Nieodporni. Ruch to zdrowie, więc #zostańwdomu
W przypadku koronawirusa hasło „w zdrowym ciele, zdrowy duch” najwyraźniej straciło na znaczeniu. Akcja #zostańwdomu miała sens, ale tylko w odniesieniu do tłumów tłoczących się w galeriach. Szkoda, że równolegle Ministerstwo Zdrowia nie promowało #biegajćwiczspaceruj.
Jednym z największych, niezrozumiałych paradoksów w strategii walki z pandemią są rozwiązania dotyczące sportu, czy też szerzej – aktywności fizycznej. Z jednej strony, wszyscy podkreślają wagę ruchu i wysiłku w nabywaniu odporności oraz katastrofalne skutki ich braku, a z drugiej od roku możliwości amatorskiego treningu są skutecznie blokowane. Mało tego, całkiem oficjalnie wisiała nad nami groźba wprowadzenia zakazu wychodzenia z domu, który to zakaz – jak mniemam – już dawno zostałby wprowadzony, gdyby nie pewność w rządzie, że dołączyłby do długiej listy nieprzestrzeganych obostrzeń. A tu znacznie łatwiej byłoby wykazać niemoc państwa w egzekwowaniu przepisów niż w przypadku np. (nie)noszenia maseczek.

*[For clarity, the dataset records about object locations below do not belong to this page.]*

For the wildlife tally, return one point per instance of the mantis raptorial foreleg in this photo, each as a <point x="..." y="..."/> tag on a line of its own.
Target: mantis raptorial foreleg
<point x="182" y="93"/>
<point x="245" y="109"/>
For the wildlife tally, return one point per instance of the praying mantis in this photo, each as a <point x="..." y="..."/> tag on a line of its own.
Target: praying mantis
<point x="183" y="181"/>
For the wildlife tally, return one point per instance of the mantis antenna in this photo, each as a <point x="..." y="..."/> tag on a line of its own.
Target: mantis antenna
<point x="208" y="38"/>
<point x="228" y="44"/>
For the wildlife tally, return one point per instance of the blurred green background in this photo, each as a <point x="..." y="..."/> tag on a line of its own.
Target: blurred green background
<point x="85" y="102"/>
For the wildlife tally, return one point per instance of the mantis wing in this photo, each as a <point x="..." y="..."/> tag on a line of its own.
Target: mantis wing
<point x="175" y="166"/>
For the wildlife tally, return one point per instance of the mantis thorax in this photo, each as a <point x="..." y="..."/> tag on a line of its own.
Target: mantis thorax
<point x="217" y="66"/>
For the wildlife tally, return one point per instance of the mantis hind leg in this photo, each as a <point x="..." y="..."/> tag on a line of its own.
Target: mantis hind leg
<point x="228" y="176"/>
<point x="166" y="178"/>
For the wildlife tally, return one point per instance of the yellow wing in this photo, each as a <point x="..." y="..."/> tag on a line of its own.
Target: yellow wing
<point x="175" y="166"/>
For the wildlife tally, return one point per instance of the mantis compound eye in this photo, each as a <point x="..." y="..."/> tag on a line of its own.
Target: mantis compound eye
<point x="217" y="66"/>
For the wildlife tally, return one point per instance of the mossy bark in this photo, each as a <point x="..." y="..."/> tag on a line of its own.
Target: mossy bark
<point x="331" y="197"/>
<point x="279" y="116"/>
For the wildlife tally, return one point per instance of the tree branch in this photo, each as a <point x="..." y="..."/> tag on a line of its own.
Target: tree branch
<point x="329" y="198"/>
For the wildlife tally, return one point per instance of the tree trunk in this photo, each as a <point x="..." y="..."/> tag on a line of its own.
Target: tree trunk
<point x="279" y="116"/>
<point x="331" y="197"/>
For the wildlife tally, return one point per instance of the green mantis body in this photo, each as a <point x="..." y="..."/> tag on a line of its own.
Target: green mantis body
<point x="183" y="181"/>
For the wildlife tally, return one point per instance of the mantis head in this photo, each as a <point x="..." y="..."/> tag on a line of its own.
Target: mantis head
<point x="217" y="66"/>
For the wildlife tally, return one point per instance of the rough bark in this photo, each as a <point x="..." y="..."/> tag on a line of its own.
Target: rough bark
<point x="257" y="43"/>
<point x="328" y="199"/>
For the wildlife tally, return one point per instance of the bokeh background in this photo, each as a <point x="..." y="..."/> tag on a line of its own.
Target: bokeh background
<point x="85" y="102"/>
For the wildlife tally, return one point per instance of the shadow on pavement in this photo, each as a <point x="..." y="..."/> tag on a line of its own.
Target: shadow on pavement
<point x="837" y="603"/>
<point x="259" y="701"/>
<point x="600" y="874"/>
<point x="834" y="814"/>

Fakt, że ktoś poważnie myślał o tym, aby pozbawić ludzi możliwości spaceru, joggingu czy jazdy na rowerze i tłumaczyć to działaniem przeciwepidemicznym, jest kuriozalny, ale bynajmniej nie dziwi. W niektórych krajach podobne przepisy wprowadzono, ba, sami mamy w swoim covidowym portofolio zamknięte lasy i parki. Mamy też za sobą absurdalny zakaz wychodzenia bez opieki dla dzieci do lat 16 w określonych godzinach (8-16), a także uziemienie seniorów w początkowej fazie pandemii. To był taki niby apel do starszych ludzi, ale został podany w formie nakazowej i przez wielu zdezorientowanych adresatów był traktowany jak przepis prawa.
W przypadku koronawirusa hasło „w zdrowym ciele, zdrowy duch” najwyraźniej straciło na znaczeniu. Akcja #zostańwdomu miała sens, ale tylko w odniesieniu do tłumów tłoczących się w galeriach. Szkoda, że równolegle Ministerstwo Zdrowia nie promowało #biegajćwiczspaceruj. Skutki izolacji i roku oglądania seriali nie są jeszcze dokładnie rozpoznane, za to konsekwencje braku ruchu całkiem dobrze. I nie wróży to dobrze na przyszłość – dla państwa i dla służby zdrowia. Tylko że nikt wtedy nie będzie w komunikatach podawał dobowej liczby zajętych kardiologów, angiologów, ortopedów i fizjoterapeutów.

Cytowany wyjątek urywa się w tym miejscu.